There are multiple ways in which hackers and cybercriminals can access your IT systems. One way often not considered involves “convincing” your employees to “give away” information. So, it doesn’t matter if you have the best security solutions in place, if your employees aren’t aware of such risks then unfortunately they can fall victim.
Human error has often been the root cause of security failures and other mishaps. The worst part is that human error is probably the easiest vulnerability to protect against. Hackers/cybercriminals are highly intelligent individuals and evidence of this lies in the fact that they have devised several clever and manipulative techniques to get people to do their dirty work.
One such technique involves the use of social engineering scams. Social engineering scams are scams wherein the target or victim is psychologically manipulated into giving away information or giving someone access to your system.
Here are some of the most common social engineering scams that your employees are likely to come across:
These are scam emails that appear to come from a service provider, and try and entice a user to give over information such as their user name and password. One such example appears from your email provider, so suggest your mailbox is full, or you account will be deleted, login here to avoid deletion. Here is an example we have seen recently:
If you were to click the ‘Review recent activity’ button, it would take you to a spoof version of your email system to capture your login details.
ABC Ltd receive an email purporting to be from one of their customers or suppliers explaining that their bank details had changed and that any future invoices should be paid to the specified beneficiary account. When ABC Ltd received a genuine invoice via their customer for £200,000 to be paid to the supplier, they paid it to the fraudulent details. It only became apparent that it was a fraud when the genuine supplier called to ask why they have not received the funds. The genuine email from the supplier had been intercepted on route, the bank details changed and the email sent on.

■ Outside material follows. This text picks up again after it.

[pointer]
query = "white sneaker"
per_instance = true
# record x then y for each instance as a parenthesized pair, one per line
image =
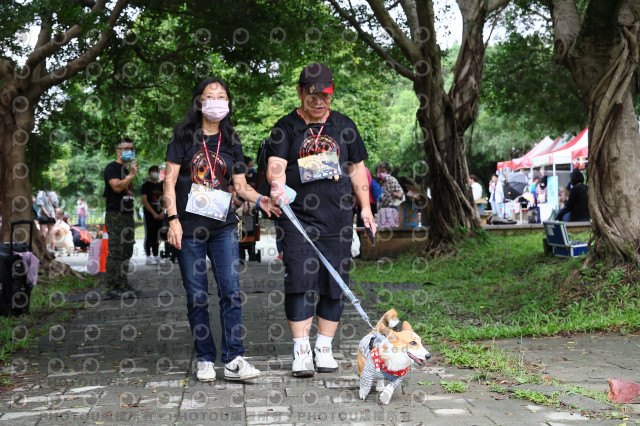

Another example is an internal looking scam email from the a business owner telling a staff member to pay a particular person. These are surprisingly common, and due to information often available online via companies house its easy to find the owner of a business, and send a spoof email to your accounts email address is you have one.
Social media phishing
In this type of scam, cybercriminals use social media to target employees. They pretend to be legitimate contacts, such as a friend, colleague or a distant relative. The exact method involves sending a mail that draws in the target with a notification about their social media profile. The employee is then manipulated into logging in, which results in the login credentials being divulged.

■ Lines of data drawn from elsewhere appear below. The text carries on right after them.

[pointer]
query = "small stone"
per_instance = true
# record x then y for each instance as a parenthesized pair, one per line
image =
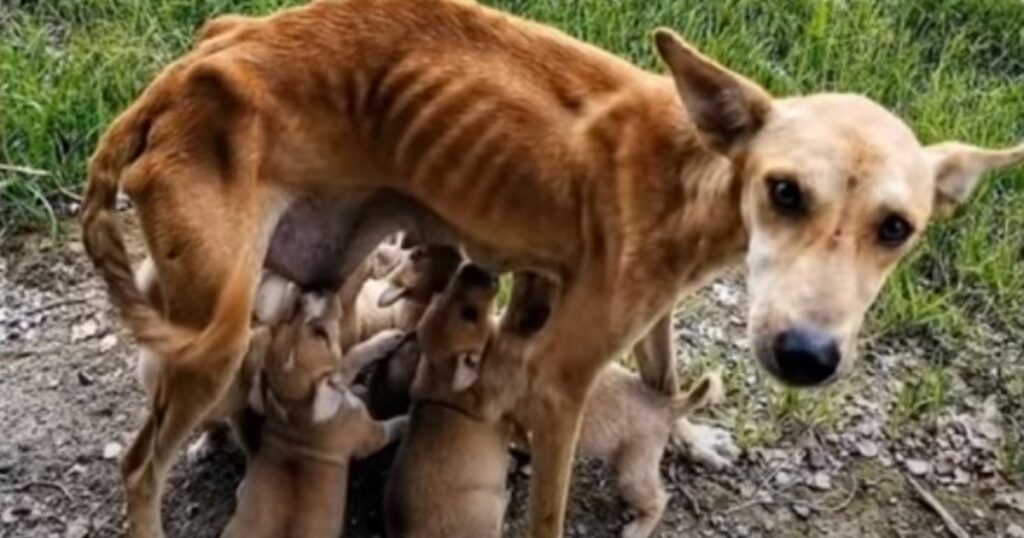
(918, 467)
(108, 342)
(802, 510)
(14, 513)
(77, 529)
(112, 450)
(84, 330)
(783, 479)
(820, 482)
(867, 449)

Once the credentials are exposed, the hacker can use the information for all other accounts that respond to the same.
As you can see there are a number of ways in which your users can fall victim to scams. Prevention is the best protection, next time you have a staff meeting perhaps its worth while having a 10 minuet chat to make everyone aware of these types of scams, particularly key staff members and staff that process payments. Some banks now offer tutorials to explain the risks to staff or why not ask your IT company in to advise your staff.